Many journals are adopting a recently developed mechanism for correcting the scientific record known as “retract and replace” — usually employed when the original paper has been affected by honest errors. But if an article is retracted and replaced, can readers always tell? To find out, Ana Marušić at the University of Split School of Medicine in Croatia and her colleagues reviewed 29 “Corrected and Republished Articles” issued between January, 2015 and December, 2016, noting how they were marked by Web of Science, Scopus, and the journals themselves. They report their findings today in The Lancet.
Retraction Watch: You found some inconsistencies in how articles are handled by journals and other databases. What were the most surprising and/or troubling to you?
Ana Marušić: The most troubling were a few cases of articles that were retracted because of an error and for which a corrected version was published. The journals published an accompanying notice about the reasons for retraction and republication, and some even published the article with the changes indicated. However, they kept the same DOI as for the retracted article. According to the indexing specialists, this is not the proper way of marking different versions of the published record. Therefore, the National Library of Medicine (NLM) considers such articles as retracted, instead of “corrected and republished articles,” which is one of the standard tags in PubMed. This means that, when you search for these articles, you will see them as “retracted articles” (written on a big pink banner at the top of the page), although the version that is recorded presents a valid piece of research.

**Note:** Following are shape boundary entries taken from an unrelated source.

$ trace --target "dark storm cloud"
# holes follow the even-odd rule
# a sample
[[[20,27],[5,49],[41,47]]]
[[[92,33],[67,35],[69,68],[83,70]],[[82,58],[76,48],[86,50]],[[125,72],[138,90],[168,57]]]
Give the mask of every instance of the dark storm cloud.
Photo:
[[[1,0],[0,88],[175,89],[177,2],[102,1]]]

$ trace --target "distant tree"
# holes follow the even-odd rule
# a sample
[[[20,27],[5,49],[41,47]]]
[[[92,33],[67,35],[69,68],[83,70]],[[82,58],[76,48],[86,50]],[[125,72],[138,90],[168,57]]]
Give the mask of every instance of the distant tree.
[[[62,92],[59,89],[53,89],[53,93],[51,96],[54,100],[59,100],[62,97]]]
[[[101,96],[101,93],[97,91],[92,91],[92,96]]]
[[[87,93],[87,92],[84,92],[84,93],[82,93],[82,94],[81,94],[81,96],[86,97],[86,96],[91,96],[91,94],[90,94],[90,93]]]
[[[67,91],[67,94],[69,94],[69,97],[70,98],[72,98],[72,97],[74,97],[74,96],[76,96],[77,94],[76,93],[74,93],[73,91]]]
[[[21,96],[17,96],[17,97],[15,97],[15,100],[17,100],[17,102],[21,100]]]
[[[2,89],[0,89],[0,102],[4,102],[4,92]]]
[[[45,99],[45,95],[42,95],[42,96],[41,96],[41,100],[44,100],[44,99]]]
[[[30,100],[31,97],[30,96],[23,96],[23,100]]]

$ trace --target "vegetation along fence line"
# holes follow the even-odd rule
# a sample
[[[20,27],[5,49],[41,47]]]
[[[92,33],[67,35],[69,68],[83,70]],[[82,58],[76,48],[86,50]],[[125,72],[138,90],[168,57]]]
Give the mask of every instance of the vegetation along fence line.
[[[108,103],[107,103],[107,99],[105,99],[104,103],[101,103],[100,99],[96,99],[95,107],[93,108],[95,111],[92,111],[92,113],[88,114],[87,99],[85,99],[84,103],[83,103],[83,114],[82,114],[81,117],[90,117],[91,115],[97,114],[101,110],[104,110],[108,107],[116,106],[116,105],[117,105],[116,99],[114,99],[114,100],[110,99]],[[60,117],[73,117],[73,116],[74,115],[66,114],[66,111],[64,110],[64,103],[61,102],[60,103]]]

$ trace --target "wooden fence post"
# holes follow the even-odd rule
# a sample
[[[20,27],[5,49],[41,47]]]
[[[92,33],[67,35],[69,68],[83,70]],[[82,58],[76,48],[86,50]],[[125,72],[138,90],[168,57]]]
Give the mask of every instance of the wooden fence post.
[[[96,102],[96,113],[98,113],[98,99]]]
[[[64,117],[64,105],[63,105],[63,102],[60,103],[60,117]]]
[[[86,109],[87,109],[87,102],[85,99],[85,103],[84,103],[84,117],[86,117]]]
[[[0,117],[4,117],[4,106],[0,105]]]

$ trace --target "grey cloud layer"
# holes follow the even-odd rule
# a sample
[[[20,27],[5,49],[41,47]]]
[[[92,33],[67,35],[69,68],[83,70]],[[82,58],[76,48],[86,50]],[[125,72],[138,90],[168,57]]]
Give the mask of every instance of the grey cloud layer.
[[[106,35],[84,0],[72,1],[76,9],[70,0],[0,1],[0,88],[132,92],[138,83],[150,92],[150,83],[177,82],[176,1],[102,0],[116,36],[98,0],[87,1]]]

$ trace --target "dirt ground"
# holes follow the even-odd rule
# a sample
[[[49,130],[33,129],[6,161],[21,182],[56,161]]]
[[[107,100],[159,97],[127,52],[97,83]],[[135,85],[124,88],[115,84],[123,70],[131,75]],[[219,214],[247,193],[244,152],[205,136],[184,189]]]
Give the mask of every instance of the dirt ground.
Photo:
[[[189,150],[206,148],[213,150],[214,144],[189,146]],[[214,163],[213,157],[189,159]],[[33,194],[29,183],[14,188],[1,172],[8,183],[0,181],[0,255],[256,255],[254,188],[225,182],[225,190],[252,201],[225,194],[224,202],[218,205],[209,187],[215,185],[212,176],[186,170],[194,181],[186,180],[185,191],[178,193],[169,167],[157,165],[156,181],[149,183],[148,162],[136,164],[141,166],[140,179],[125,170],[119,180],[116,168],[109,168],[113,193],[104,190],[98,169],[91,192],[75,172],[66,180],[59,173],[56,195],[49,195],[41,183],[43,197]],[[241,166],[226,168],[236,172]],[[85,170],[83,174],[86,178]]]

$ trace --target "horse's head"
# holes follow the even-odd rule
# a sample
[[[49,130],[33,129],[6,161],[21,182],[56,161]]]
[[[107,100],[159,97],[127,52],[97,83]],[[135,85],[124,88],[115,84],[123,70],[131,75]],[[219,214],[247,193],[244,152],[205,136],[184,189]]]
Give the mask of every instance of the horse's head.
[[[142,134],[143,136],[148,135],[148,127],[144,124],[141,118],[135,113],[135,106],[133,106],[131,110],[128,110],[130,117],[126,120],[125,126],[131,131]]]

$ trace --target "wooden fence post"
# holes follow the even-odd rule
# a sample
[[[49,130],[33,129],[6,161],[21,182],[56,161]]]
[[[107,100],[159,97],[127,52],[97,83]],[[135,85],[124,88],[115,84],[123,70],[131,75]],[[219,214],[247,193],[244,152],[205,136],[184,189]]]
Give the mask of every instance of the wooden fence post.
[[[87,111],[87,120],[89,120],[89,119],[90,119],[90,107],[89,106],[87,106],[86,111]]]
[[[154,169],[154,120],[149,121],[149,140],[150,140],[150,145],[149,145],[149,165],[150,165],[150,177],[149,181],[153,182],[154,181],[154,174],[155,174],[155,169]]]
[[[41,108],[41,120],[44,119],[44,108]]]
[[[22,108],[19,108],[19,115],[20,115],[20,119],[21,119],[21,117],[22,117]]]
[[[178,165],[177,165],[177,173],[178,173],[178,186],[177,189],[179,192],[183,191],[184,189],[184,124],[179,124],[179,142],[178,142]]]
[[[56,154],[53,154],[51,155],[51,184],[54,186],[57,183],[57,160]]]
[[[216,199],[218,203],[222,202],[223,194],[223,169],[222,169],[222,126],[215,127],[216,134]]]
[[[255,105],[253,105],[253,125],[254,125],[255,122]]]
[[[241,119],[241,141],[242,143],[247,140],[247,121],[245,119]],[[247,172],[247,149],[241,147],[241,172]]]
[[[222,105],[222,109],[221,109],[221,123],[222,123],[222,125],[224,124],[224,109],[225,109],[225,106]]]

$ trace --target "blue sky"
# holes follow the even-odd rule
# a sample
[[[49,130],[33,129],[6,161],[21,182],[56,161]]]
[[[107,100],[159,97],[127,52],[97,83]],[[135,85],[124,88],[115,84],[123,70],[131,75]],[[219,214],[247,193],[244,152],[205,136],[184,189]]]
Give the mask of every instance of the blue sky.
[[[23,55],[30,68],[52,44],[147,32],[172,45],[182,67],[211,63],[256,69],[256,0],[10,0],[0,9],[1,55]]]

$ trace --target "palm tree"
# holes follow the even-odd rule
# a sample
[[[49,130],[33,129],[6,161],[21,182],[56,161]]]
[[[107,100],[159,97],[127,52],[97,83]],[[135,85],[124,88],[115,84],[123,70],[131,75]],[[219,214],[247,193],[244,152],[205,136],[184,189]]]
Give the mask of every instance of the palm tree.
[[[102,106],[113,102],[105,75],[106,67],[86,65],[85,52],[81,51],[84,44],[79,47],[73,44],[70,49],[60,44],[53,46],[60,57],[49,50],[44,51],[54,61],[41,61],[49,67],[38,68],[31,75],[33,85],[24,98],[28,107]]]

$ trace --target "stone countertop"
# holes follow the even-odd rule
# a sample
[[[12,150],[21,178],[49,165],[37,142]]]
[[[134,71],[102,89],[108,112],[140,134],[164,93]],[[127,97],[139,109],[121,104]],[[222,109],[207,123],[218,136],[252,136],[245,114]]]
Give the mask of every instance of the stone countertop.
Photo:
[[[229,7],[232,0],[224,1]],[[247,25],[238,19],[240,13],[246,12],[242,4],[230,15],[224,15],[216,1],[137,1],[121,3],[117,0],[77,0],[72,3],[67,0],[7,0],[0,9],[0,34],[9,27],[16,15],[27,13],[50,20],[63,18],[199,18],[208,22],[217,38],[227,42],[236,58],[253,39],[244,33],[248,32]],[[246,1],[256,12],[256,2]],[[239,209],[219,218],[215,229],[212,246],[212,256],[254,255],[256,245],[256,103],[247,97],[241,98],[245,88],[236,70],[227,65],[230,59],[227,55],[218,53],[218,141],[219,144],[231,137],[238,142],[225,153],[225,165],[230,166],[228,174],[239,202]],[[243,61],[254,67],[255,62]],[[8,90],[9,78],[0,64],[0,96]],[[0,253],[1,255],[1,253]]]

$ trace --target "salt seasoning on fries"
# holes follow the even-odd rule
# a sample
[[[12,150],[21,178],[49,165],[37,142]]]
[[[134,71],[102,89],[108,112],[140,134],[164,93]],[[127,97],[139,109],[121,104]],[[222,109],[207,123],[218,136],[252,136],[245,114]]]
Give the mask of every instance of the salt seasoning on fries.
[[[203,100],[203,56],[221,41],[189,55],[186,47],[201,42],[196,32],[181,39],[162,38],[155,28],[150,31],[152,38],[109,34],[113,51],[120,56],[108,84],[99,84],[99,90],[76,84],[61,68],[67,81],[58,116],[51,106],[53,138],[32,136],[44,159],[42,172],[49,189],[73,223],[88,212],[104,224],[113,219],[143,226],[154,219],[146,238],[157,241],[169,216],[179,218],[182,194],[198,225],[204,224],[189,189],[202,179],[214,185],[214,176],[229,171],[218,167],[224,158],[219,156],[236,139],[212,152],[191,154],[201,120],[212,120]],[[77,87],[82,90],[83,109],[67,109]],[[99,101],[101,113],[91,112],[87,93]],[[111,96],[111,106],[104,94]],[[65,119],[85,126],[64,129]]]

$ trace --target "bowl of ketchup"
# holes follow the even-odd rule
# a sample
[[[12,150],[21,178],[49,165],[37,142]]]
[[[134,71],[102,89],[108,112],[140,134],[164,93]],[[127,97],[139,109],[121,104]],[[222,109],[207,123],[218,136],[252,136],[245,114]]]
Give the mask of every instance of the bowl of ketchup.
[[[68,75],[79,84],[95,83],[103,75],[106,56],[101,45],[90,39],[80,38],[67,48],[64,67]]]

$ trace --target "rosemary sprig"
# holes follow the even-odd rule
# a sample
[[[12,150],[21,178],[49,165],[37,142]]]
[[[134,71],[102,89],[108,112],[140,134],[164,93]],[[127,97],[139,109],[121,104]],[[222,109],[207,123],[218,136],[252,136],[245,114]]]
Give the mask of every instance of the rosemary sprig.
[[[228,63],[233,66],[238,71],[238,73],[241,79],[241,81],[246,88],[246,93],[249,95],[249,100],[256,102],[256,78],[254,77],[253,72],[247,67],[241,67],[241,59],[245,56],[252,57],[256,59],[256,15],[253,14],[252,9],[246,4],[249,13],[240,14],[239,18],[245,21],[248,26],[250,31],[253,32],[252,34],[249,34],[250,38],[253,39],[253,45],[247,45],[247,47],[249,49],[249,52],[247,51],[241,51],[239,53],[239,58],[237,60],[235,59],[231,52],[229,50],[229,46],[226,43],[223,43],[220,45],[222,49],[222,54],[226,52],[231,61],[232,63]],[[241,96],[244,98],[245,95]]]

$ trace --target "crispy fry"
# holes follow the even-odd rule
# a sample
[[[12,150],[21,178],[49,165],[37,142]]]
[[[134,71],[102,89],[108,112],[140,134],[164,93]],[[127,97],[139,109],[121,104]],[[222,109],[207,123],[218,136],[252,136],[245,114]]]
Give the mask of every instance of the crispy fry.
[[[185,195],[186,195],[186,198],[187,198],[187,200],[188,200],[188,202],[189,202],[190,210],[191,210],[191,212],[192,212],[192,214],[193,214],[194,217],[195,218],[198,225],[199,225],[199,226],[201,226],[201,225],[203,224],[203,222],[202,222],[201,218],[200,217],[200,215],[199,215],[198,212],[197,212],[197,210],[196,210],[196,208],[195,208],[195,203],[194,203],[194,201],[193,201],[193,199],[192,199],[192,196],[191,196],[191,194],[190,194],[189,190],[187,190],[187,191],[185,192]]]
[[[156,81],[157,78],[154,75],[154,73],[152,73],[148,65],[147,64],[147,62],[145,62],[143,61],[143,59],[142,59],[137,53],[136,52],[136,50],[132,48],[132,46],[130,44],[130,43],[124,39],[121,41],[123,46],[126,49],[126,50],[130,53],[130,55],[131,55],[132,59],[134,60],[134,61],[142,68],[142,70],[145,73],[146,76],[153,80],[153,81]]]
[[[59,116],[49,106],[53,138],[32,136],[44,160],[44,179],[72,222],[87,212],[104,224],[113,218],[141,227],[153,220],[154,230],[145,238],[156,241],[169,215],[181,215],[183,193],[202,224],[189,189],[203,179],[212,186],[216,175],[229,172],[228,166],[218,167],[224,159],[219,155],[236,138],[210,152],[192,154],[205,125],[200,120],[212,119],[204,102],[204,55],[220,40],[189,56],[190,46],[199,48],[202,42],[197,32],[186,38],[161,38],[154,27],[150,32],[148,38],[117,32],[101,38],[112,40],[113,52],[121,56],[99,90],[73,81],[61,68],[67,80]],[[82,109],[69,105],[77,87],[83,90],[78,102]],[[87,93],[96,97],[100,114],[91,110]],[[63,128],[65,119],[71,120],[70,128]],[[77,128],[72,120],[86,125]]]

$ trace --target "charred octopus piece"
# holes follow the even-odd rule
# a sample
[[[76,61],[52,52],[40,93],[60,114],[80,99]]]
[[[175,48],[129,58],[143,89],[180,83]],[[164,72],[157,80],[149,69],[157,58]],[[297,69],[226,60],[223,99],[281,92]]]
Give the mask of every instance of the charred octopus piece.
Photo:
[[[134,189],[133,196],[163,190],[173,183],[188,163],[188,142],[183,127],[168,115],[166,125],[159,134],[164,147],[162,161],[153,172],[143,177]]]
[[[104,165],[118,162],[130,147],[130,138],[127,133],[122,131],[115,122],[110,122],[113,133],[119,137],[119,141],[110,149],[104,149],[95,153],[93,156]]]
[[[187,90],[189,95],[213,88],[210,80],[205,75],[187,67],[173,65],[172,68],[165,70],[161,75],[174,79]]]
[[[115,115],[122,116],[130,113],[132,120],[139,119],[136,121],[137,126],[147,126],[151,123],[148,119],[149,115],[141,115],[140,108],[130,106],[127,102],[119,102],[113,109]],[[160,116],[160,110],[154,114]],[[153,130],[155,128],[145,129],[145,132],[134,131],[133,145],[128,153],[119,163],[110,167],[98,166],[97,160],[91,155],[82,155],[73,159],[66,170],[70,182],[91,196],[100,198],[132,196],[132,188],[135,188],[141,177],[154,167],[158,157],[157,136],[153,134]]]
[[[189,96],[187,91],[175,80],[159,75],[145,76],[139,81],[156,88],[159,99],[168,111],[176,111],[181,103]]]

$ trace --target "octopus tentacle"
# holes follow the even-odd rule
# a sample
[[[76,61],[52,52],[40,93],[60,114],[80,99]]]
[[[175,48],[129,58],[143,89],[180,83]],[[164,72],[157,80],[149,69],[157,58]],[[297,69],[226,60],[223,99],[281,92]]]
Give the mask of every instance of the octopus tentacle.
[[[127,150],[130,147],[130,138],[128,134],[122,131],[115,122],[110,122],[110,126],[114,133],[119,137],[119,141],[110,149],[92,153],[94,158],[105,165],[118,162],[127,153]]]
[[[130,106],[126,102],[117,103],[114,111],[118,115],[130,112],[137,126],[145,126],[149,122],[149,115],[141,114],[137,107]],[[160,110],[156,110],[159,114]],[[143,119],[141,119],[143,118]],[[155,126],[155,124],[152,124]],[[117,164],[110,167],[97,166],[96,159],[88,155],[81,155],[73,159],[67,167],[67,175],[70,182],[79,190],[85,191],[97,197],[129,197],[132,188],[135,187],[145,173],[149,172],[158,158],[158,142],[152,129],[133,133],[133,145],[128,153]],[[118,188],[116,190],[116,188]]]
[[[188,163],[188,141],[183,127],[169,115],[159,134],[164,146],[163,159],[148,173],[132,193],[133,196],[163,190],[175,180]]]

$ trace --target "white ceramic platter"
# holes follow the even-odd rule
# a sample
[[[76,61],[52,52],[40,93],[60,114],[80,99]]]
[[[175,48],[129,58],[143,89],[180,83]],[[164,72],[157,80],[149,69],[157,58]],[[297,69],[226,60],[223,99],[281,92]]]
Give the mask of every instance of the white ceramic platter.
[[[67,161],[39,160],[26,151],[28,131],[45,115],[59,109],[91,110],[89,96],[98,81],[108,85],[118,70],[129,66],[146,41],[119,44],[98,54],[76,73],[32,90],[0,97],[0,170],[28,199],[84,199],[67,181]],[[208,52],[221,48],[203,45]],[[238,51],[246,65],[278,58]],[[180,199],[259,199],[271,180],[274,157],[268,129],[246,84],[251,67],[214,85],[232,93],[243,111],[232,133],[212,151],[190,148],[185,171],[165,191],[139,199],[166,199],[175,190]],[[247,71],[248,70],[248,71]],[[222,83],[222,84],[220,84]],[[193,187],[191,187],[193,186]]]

RW: As people have noted, many types of articles — even straightforward retractions — are not always marked consistently across different platforms. Is it particularly important for different platforms to handle “retract and replace” consistently and/or transparently? If so, why?
AM: Today, most of us search for information using bibliographical databases, and not by reading individual journals. If we are not sure which is the reliable source of information, or if we are not sure which version to read and use (cite), than the whole scientific information system becomes unreliable. Which information can I trust? Do I have to be an expert in bibliographical indexing to be able to find relevant and reliable information? Inconsistent indexing of corrections (or any other version of the published record) is especially problematic in evidence synthesis, such as systematic reviews, because it retrieves seemingly different records, which are difficult to de-duplicate and may increase bias.
RW: As you noted, JAMA and some other journals use the same doi for the original and replacement articles. What do you think about that?
AM: While their practice is honorable towards the authors because it preserves the continuity of their original publication, it is not correct from the point of view of current standards to keep track of the published record. A published record (article) was corrected, and this has to be clearly indicated so that we can see the changes and make our own critical appraisal of the information. The visibility of changes is important. Take the example of clinical trial registries, such as ClinicalTrials.gov, where we can find not only the original registration of a trial but also all subsequent changes to this record until the trial’s end and beyond. This is important because we can then check whether there were any changes to the important aspects of trials, such as primary outcomes, and whether a submitted manuscript suffers from selective reporting bias.